Using data to target customers is shaping the brand and customer relationship. Neuroscientist and psychologist, Dr Erman Misirlisoy looks at why people share data despite their privacy concerns.
Most customers have concerns around how data is used harvested with 75% in our New Masters survey expressing concerns about how their data is used. Yet despite privacy concerns, customers across the world continue to open up their data to online companies. Why?
What customers want
One obvious incentive is that businesses provide great services that we want. Companies like Google reduce the effort or ‘friction’ in our lives by giving us important information within a few keystrokes. Targeted adverts show us the best products to fit our personal profiles with no keystrokes at all; they simply appear as a byproduct of something else we happen to be doing online. We no longer need to spend painful time and effort on browsing, searching, and comparing hundreds of options.
Even the most basic policies that reduce effort can have powerful effects on our behaviour. When we agree to provide our personal data, companies bring our wants and needs to our doorstep. These kinds of advantages can outweigh the costs of compromising on data privacy. We only need to stop worrying about data for a few seconds, enough time for a single click. That’s all it takes to accept the terms and conditions for major services that improve our lives.
Join the crowd
Once we begin using an online service, it’s hard to stop. The benefits become embedded within our lives, so there is too much to lose from cutting off access to our data. When we have a large network of friends and followers, and a convenient way to interact with them, deleting a social account feels almost like isolating ourselves. The sense of commitment, and the feelings of trust that companies craft into their images and messaging, are pivotal in the decisions we make every day.
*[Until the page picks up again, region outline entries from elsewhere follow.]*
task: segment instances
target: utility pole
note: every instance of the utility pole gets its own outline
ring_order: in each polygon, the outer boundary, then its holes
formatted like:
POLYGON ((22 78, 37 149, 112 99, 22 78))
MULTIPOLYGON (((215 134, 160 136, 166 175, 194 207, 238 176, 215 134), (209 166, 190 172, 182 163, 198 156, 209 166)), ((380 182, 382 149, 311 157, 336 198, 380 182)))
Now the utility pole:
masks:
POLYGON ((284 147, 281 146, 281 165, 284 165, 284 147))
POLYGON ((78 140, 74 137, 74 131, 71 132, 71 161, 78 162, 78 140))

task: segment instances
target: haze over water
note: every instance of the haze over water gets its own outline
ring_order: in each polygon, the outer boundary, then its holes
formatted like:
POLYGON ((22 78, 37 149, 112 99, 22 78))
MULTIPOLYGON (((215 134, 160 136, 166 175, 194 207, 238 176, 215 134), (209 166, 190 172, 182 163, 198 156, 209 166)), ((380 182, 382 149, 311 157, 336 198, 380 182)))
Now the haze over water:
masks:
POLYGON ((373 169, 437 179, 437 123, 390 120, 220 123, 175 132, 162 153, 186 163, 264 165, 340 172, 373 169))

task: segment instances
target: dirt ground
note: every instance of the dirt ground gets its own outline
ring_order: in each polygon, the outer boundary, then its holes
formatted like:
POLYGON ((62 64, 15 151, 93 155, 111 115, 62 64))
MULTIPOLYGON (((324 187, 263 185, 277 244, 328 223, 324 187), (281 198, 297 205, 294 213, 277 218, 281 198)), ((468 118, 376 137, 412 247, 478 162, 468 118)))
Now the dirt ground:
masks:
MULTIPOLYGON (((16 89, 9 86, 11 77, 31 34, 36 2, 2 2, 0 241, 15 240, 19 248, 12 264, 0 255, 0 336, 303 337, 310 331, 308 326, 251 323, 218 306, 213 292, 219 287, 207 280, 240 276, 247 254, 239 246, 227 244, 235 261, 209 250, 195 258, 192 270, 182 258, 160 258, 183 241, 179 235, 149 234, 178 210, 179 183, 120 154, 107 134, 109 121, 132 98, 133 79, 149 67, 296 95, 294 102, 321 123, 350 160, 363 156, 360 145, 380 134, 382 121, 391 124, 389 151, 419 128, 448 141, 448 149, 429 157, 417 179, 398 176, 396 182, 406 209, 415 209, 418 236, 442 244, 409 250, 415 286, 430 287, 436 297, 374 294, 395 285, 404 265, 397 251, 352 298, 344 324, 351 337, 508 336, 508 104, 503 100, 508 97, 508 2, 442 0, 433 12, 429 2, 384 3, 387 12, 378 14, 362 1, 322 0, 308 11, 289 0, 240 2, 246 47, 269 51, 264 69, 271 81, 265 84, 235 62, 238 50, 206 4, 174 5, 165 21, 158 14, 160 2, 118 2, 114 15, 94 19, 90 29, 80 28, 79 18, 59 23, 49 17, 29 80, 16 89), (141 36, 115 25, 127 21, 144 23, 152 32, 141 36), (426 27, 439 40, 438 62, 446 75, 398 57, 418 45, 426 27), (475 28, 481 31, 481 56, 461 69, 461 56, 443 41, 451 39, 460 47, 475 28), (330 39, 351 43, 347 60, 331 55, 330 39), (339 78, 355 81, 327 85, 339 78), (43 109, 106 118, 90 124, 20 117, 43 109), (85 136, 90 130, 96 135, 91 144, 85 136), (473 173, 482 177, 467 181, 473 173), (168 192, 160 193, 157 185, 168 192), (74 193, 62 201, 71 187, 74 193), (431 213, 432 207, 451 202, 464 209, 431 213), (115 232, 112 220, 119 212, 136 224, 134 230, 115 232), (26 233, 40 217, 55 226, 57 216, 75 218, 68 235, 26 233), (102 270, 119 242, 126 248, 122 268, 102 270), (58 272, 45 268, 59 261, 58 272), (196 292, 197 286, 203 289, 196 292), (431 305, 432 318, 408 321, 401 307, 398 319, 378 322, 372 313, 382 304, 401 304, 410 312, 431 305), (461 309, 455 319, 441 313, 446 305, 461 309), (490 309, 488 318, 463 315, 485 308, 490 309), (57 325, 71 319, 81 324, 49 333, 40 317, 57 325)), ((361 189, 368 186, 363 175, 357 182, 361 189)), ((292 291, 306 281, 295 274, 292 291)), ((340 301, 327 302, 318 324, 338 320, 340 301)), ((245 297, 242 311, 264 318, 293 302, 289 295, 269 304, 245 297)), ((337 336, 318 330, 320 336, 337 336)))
We use social norms as a guide to our behaviour. When we learn about what others are doing, we incline toward doing the same ourselves. Some social pressures may help us justify relinquishing personal data, especially when it comes to online social networks. We generally like to join in with our friends’ activities and avoid missing out. This can alleviate our concerns about data privacy: it’s easy to think “if my friends are willing to do it, it’s probably fine”. Social pressures also explain why we share so much private information. Social media channels like Facebook encourage us to share experiences and seek social approval. Often, the most personal and emotional experiences – marriages, breakups, travels, and political opinions – attract the most attention from our connections. The resulting psychological rewards then reinforce a loop of continued sharing.